As has been said on numerous occasions, if all hurling was ground hurling, there’d be absolutely no bother keeping up with fare. Trying to follow airborne sliotars from this seat, though, is akin to attempting to spot white blackbirds.
Be that as it may, however, the improvements the county team have made in recent years is (a) very obvious and (b) continuing. Even with limited vision it also clear that in Shane McGann and Jack Regan team manager Nick Fitzgerald has at his disposal two players who would grace any team in the country. Hopefully they and their colleagues get the reward their efforts deserve in the upcoming final against Down.
There’s no escaping the fact that Meath’s display against the Faithful County wasn’t one of their best. In fact, it was a fixture they were very lucky to emerge intact from. What was encouraging, mind you, was the manner in which, with backs appearing to be collectively to the wall, they did dig in and carve out a result. Having already done so in league games against Armagh and Kildare earlier in the season.
Which leads me nicely to the next day. At the time of typing it’s only three days after the Laois game and I’m already sick of people telling me we’ve no chance. I absolutely know the magnitude of what’s ahead. Dublin under Jim Gavin are the most potent force Gaelic football has ever seen.
One trend that has – somewhat worryingly – emerged during games has been that our lads fading out for periods therein. It would easily have been catastrophic against John Maughan’s men and even though they recovered from similar slips against Carlow and Laois to win comprehensively in both instances it surely goes without saying that any slackness displayed in the next game is likely to be rebuffed in a much more ruthless fashion.
Before anyone talks about Micko and Heffo or even Sean Boylan, in the case of the first pair they had each other’s teams for competition while in Sean’s time with Meath there were – at the very least – Dublin and Cork teams of similar strength with whom to engage in many memorable encounters.
Whereas nowadays you wonder what, if any, meaningful competition there is for Dublin. Gut feeling is this seat is that the most noteworthy form of such may emanate from Donegal. Which, to use a bit of horse racing parlance, on a line of form, underlines the progress Meath have incrementally made in recent times.
Even more fundamentally than that though, nothing is impossible. Nothing. Remember the 1975 NFL Final. Or the 1986 Leinster Final. Or – to a lesser degree – the 1996 version. Think, if you like, either, of York City defeating Manchester United in a Cup game or, even more recently, Ireland defeating both England and The Netherlands – with Michael Van Gerwen in tow – at the World Cup in Darts.
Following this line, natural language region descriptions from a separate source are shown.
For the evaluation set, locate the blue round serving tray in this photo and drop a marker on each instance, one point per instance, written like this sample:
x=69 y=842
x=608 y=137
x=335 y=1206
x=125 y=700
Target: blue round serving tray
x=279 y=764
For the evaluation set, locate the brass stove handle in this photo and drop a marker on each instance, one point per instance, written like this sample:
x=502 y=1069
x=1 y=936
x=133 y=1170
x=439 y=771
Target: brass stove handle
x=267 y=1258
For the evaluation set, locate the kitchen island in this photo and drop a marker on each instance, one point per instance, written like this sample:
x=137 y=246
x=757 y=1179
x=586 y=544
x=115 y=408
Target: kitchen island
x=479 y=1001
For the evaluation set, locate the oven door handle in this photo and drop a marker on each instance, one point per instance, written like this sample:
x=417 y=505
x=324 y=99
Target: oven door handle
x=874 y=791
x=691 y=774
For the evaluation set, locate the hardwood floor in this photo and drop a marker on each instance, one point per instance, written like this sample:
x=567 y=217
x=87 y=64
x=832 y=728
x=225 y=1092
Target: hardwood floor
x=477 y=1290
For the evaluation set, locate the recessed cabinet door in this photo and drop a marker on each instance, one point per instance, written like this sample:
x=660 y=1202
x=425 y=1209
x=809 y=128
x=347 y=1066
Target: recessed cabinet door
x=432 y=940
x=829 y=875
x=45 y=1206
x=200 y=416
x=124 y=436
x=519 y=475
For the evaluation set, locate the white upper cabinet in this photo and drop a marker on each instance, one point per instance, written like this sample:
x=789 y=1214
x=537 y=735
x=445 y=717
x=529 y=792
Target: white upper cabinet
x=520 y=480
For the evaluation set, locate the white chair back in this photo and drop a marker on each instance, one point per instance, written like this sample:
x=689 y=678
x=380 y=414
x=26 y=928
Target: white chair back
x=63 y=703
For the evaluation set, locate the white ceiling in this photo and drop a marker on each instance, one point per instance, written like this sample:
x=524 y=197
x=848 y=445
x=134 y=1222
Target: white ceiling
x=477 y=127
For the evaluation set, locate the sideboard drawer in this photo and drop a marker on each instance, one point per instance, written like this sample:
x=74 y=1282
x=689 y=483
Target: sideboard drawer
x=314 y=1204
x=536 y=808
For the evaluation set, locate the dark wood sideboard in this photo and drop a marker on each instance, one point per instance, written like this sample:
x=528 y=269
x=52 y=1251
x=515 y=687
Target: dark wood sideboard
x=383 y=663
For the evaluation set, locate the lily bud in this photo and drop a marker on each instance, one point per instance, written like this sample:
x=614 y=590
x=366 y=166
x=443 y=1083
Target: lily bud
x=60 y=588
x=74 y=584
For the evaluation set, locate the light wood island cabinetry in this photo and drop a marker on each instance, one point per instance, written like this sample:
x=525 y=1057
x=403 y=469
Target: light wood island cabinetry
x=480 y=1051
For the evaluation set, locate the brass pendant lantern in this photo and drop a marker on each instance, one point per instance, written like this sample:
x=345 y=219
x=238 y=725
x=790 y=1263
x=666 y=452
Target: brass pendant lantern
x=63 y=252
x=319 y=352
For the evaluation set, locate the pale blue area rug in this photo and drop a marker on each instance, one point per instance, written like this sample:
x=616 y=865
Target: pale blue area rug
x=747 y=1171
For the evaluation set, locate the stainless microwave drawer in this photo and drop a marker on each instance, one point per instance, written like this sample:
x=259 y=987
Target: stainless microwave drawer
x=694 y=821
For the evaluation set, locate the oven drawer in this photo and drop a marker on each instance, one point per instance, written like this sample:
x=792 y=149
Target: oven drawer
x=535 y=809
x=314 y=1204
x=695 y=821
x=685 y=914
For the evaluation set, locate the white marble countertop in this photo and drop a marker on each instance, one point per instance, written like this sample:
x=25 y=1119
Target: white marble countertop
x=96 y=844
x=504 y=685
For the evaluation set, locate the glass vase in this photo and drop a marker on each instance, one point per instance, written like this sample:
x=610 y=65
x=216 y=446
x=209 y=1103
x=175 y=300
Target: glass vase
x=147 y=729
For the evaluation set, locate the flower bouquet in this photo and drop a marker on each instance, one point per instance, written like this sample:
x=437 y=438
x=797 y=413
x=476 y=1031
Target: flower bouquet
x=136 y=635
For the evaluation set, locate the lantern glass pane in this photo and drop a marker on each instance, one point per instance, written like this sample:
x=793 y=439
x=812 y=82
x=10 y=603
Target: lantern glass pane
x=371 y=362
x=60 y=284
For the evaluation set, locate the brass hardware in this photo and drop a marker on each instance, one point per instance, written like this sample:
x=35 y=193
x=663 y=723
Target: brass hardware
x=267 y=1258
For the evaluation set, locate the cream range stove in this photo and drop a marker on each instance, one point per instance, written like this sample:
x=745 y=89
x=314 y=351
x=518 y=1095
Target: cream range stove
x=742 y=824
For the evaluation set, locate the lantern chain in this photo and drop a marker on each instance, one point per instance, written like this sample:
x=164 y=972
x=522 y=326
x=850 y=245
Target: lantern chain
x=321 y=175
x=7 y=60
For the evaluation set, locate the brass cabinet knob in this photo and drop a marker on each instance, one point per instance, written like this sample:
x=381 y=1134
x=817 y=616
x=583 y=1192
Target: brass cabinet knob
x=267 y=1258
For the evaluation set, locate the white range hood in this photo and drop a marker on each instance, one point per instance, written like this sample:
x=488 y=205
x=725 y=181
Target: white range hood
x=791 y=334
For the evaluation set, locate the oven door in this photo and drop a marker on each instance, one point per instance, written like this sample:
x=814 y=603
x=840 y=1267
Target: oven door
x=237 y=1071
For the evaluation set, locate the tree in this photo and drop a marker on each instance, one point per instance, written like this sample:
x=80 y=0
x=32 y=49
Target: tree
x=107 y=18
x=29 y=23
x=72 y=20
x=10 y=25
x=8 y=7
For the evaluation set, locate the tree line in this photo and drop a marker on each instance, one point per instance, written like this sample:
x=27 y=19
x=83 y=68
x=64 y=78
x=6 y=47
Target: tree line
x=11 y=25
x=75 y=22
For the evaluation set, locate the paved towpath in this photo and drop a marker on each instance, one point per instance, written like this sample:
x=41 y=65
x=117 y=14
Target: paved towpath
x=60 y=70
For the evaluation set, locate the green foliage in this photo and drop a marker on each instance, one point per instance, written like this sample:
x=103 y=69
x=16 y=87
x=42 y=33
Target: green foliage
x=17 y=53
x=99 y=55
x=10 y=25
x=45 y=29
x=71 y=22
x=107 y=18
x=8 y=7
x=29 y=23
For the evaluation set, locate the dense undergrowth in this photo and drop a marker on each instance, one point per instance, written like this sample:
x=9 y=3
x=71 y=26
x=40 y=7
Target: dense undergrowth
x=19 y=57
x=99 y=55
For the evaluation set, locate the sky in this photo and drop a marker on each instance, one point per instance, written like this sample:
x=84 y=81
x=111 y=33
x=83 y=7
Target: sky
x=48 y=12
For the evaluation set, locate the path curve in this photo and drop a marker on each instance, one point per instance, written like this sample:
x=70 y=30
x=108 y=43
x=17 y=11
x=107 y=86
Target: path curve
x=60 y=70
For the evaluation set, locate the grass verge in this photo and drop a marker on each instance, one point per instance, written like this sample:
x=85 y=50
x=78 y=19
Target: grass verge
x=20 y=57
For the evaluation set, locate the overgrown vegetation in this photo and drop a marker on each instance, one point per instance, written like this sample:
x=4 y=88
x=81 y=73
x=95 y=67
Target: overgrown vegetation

Look, logic suggests that things will only go one way. But the thing about something like a Meath-Dublin game is that logic very often goes out the window. Or at least it used to, and that’s the hope that will be clung to before the next chapter in the GAA’s greatest never-ending story takes place.
It feels like there’s something a bit special about this Meath team. If the season was to end this minute it would have to be considered a successful one for them. The hope and instinct is, however, that it has a bit to run yet.